Contes populaires d’Afrique (Basset)/44

La bibliothèque libre.
E. Guilmoto, Éditeur (Les Littératures populaires, tome XLVIIp. 124-126).

XIV. — GHEEZ[1]

44

LA VISION DE SAINT IÂRED[2]


En ce jour, le 2 de ghënbot, s’endormit dans le Seigneur Iâàred le musicien, pareil aux séraphins. Il était des parents d’Abbâ Gédéon, un des prêtres de l’église métropolitaine d’Aksoum. Comme Abbâ Gédéon avait commencé à apprendre les Psaumes de David au bienheureux Iâred, celui-ci ne pouvait les retenir longtemps. Son maître le frappant et le tourmentant, il s’enfuit dans le désert, s’assit à l’ombre d’un arbre et vit un ver qui montait sur l’arbre. Quand il était arrivé à la moitié, il tombait à terre. Il recommença souvent et arriva, non sans peine, au haut de l’arbre. Iâred, ayant vu le zèle du ver, se repentit en lui-même, revint vers son maître et lui dit :

— Pardonne-moi, ô mon maître ! fais-moi ce que tu voudras.

Son maître spirituel l’accueillit. Alors il demanda en pleurant au Seigneur de lui ouvrir l’esprit des livres anciens et nouveaux. Puis il fut fait diacre. À cette époque, il n’y avait pas de notation dans la liturgie. Le Seigneur envoya à Iâred trois oiseaux du paradis terrestre qui conversèrent avec lui dans la langue des hommes et l’enlevèrent avec eux vers la Jérusalem céleste où 21 prêtres des cieux lui apprirent les modes de musique. Lorsqu’il revint à lui, il alla dans la sainte église métropolitaine d’Aksoum vers la troisième heure et cria :

— Alléluia au Père ! alléluia au Fils ! alléluia au Saint-Esprit ! Il a créé le ciel comme la première Sion ; il a apparu à Moïse pour qu’il lui construisît le tabernacle.

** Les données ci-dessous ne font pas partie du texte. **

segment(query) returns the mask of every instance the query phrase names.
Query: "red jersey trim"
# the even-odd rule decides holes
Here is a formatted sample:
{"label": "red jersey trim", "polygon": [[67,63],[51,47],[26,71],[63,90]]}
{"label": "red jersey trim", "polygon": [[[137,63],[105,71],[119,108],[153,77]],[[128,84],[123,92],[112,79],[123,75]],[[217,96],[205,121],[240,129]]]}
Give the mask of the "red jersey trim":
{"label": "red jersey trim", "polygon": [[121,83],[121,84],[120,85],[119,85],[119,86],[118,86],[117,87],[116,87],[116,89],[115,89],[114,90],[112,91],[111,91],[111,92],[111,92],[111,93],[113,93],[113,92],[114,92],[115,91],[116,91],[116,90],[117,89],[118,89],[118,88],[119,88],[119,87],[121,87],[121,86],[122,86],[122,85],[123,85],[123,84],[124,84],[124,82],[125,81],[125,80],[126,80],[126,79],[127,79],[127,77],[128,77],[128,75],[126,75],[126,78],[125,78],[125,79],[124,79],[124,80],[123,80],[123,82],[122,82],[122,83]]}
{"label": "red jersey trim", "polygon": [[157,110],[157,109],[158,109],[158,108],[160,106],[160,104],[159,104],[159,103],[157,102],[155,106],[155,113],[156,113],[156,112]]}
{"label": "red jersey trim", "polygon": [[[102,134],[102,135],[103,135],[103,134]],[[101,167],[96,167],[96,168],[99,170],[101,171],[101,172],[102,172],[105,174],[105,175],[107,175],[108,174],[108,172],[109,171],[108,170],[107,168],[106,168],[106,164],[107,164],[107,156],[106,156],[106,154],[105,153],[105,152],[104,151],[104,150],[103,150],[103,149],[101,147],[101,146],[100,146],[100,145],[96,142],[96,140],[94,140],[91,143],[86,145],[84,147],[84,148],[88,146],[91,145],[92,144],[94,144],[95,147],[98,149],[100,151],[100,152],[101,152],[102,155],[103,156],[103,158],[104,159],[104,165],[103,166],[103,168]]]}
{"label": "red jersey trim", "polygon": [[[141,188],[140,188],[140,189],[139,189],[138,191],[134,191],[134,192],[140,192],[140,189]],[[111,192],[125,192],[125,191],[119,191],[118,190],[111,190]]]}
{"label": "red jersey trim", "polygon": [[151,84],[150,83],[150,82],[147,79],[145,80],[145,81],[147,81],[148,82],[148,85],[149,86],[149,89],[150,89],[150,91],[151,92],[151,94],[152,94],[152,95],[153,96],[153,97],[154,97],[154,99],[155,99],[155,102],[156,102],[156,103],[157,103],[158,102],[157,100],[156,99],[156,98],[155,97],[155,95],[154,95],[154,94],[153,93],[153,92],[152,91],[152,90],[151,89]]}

Il appela ce mode musical Aryam. Au bruit de sa voix, le roi et la reine accoururent avec l’évêque, les prêtres et les grands et demeurèrent là à l’écouter. Il disposa les cantiques selon les saisons, d’une année à l’autre : ceux du printemps, de l’hiver, de l’été et de l’automne, d’après les fêtes et les dimanches ; ceux des anges, des prophètes, des martyrs et des justes, d’après trois modes qui sont le ghëéz, le ëzél et l’arârâi. Il ne dépassa pas les trois modes correspondant aux paroles des hommes, aux chants des oiseaux, aux cris des animaux. Lorsque Iâred chanta, il était au-dessous du roi Gabra-Masqal, et lorsque le roi entendit sa voix, son bâton de fer pénétra dans le pied du saint : il en coula beaucoup de sang, sans que Iâred s’en aperçût, jusqu’à ce qu’il eût fini. À cette vue, le roi en fut effrayé, arracha le bâton de son pied et lui dit :

— Demande ce que tu voudras, pour prix de ce sang qui a coulé.

Iâred l’adjura en ces termes :

— Laisse-moi aller me faire moine.

Le roi, l’ayant entendu, s’affligea avec tous ses fonctionnaires, mais il craignit, en l’empêchant, de manquer à son serment, Iâred, étant allé à l’église, se tint près de l’arche de Sion et dit :

— Sainte et heureuse ! louée et bénie ! honorée et exaltée !

Si bien que dans sa perfection il s’éleva de terre à plusieurs coudées. Puis il alla vers le désert de Samèn, y demeura dans le jeûne et la prière, y fatigua beaucoup son corps et y accomplit sa lutte. Dieu lui promit qu’on invoquerait son nom et qu’on ferait sa commémoration.



  1. Le gheez, aujourd’hui éteint, est demeuré la langue liturgique et savante de l’Éthiopie.
  2. Dillmann, Chrestomatia æthiopica. Leipzig, Weigel, 1876, in-8, p. 34.